Please note that using unlisted or unsupported variant callers may result in inaccurate VCF metrics. Unpredicted callers are categorized as "other," which may limit the capture of certain metrics. In some cases, custom integration may be required to support these callers fully. Only VCF version 4.1 or newer is supported for Copy Number, Structural and Short Tandem VCF files. If issues persist or critical data appears missing, please contact support for assistance.

# Mitochondrial Variants

The Revised Cambridge Reference Sequence (rCRS, NC_012920.1) is used as the reference for the mitochondrial genome regardless of the genome version used in VCF generation, which is the recommended sequence for clinical use (McCormick et al., 2020 (opens new window)). If the VCF file contains variants called using the older Yoruban (YRI) mitochondrial reference genome, errors may result due to incompatibility with our annotation sources. Unsupported chrM variants should also be removed before upload to prevent genome compatibility issues. For assistance, or if issues arise, please contact support.

# Submit your data

As the last step, you can upload your data by clicking the “Continue” button to start the upload process. After clicking "Continue", you will see the "Case Information" screen. Please refer to the "Genomize's AI-Assisted Variant Prioritization" section for more information on entering the case information. You can then click the "Upload" button to see the number of analyses and the list of files matched for each analysis. Please be sure that both of these pieces of information are correct and hit "Approve" to start the upload process or "Cancel" to make changes.

When you start the upload, you will see the progress for each file. Transferred samples will immediately begin processing without waiting for the entire batch to finish uploading.

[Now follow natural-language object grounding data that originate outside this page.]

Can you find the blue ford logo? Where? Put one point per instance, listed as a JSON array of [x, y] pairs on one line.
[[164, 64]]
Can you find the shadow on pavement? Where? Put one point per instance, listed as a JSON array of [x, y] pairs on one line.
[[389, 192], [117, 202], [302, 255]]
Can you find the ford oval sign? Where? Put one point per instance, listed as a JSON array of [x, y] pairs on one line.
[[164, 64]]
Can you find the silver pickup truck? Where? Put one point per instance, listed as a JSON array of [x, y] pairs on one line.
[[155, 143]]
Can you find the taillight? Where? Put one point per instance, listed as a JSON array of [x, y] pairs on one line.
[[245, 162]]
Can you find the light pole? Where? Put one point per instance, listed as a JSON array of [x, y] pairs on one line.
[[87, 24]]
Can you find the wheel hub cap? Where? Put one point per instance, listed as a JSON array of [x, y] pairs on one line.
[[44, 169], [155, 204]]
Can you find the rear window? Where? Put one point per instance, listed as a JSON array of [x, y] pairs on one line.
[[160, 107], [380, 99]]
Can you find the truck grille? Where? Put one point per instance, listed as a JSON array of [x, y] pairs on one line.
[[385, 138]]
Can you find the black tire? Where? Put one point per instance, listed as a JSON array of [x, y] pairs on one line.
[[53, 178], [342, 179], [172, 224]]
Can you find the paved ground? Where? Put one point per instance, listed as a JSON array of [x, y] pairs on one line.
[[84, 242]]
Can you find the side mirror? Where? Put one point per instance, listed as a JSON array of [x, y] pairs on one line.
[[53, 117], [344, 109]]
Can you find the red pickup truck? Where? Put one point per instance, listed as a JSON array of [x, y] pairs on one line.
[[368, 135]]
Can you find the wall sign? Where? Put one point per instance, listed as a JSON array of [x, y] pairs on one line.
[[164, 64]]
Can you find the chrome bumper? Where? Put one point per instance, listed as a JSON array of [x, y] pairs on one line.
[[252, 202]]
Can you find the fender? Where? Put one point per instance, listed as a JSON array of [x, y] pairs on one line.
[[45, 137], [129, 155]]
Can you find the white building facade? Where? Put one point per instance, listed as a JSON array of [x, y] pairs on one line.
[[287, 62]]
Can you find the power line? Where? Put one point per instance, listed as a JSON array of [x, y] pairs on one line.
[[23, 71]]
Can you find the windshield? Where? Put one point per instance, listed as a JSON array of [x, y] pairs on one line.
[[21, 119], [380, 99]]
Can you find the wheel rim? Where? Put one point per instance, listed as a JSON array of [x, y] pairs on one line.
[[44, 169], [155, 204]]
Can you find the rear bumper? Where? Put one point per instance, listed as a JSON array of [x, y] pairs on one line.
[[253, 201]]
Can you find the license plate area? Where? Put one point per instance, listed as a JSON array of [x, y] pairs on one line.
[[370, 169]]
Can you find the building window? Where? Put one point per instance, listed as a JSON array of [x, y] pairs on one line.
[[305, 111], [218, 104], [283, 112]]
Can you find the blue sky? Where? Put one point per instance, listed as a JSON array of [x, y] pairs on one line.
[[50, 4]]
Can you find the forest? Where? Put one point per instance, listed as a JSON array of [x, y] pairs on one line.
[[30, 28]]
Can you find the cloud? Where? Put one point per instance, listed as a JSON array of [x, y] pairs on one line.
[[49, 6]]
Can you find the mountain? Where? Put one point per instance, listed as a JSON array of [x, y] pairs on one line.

SEQ Platform's upload process is secure and performs a checksum to ensure the files are transferred correctly. Please do not close the browser tab or shut down your computer. Also, please ensure that your computer will not go into sleep/hibernation mode during the upload. Otherwise, the upload process will be aborted. Our upload process is resistant to intermittent loss of internet connection.

When the upload process is completed, you will be redirected to the corresponding Run's page, and your samples will be queued for analysis. Refresh the corresponding Run page to see the last status of the analysis.

# Cloud Browser

To use the cloud browser, select or create your run, select the sequencing platform and the kit by following the directions above. After the kit selection, you will see the option to select either your “COMPUTER” or the “CLOUD BROWSER” as the data source.

Data source selection

When you select the "CLOUD BROWSER" option, click the PLUS (➕) button to open the cloud browser interface. Using the cloud browser, you can choose the files with which you want to start the analysis and click “DONE”. The rest of the process is the same as described above. Please note that there is a 3-minute duration between each cloud upload process, and files will be removed from your cloud account upon starting the analysis.